Note 12: Guaranteed by design. Not production tested.

TYPICAL PERFORMANCE CHARACTERISTICS

Network motes typically route through at least two parents the traffic destined for the manager. The

supply current graphs shown in Figure 8 include a parameter called descendants. In these graphs the

term descendants is short for traffic-weighted descendants and refers to an amount of activity

equivalent to the number of descendants if all of the network traffic directed to the mote in question.

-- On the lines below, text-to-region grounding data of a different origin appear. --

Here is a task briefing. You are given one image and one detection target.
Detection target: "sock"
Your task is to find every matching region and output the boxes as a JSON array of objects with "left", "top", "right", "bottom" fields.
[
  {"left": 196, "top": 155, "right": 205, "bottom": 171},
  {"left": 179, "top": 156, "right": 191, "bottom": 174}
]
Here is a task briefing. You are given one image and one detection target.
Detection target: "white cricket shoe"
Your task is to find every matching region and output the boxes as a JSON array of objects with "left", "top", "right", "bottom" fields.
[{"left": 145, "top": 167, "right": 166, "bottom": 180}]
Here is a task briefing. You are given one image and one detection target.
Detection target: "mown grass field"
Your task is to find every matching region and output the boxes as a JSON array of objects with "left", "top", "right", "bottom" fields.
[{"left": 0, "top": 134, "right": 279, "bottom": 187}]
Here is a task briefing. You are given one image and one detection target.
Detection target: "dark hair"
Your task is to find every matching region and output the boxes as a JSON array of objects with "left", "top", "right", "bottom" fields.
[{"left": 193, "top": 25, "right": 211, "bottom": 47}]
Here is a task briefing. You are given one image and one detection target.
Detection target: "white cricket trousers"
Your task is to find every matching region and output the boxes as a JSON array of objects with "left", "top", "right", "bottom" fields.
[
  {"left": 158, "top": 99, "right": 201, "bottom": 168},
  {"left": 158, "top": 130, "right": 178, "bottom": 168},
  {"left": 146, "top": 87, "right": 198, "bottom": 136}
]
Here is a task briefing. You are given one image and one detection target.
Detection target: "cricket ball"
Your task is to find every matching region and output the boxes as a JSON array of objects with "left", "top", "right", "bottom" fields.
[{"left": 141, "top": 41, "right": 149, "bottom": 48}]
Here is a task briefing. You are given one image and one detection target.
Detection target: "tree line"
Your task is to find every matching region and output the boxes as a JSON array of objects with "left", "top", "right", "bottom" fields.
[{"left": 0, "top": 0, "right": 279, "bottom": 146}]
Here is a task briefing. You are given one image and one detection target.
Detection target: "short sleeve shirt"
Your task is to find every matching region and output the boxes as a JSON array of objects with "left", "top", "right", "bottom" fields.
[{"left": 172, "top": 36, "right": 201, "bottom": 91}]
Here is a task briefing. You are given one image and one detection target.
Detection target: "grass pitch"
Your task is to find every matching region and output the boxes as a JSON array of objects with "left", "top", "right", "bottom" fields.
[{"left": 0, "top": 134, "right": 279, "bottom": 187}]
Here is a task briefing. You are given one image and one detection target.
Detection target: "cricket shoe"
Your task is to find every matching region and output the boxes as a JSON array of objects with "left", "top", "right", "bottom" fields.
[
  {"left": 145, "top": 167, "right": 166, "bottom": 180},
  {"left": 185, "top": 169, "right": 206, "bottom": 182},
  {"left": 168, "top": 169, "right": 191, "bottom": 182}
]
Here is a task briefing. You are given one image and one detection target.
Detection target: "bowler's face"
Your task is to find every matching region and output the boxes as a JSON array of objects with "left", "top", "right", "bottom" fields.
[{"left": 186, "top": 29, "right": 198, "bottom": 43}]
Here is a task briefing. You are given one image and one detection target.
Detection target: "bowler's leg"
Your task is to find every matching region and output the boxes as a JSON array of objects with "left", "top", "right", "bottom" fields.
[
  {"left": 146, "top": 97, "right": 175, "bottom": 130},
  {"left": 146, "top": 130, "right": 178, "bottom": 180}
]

Generally the number of descendants of a parent is more typically 2x or more, than the number of

traffic-weighted descendants. For example, with reference to Figure 7, Network Graph mote P1 has 0.75

traffic-weighted descendants. To obtain this value notice that mote D1 routes half its packets through

mote P1 adding 0.5 to the traffic weighted descendant value; the other half of D1’s traffic is routed

through its other parent, P2. Mote D2 routes half its packets through mote D1 (the other half going

through parent P3), which we know routes half its packets to moteP1, adding another 0.25 to the traffic-

weighted descendant value for a total traffic-weighted descendant value of 0.75

As described in the Application Time Synchronization section, WSM2400 provides two mechanisms for

applications to maintain a time base across a network. The synchronization performance plots that

follow were generated using the more precise TIMEn input. Publishing rate is the rate a mote

application sends upstream data. Synchronization improves as the publishing rate increases. Baseline

synchronization performance is provided for a network operating with a publishing rate of zero. Actual

performance for applications in network will improve as publishing rates increase. All synchronization

testing was performed with the 1-hop mote inside a temperature chamber. Timing errors due to

temperature changes and temperature differences both between the manager and this mote and

between this mote and its descendants therefore propagated down through the network. The

synchronization of the 3-hop and 5-hop motes to the manager was then affected by the temperature

ramps even though they were at room temperature. For 2°C/minute testing the temperature chamber

was cycled between –40°C and 85°C at this rate for 24 hours. For 8°C/minute testing, the temperature

chamber was rapidly cycled between 85°C and 45°C for 8 hours, followed by rapid cycling between –5°C

and 45°C for 8 hours, and lastly, rapid cycling between –40°C and 15°C for 8 hours.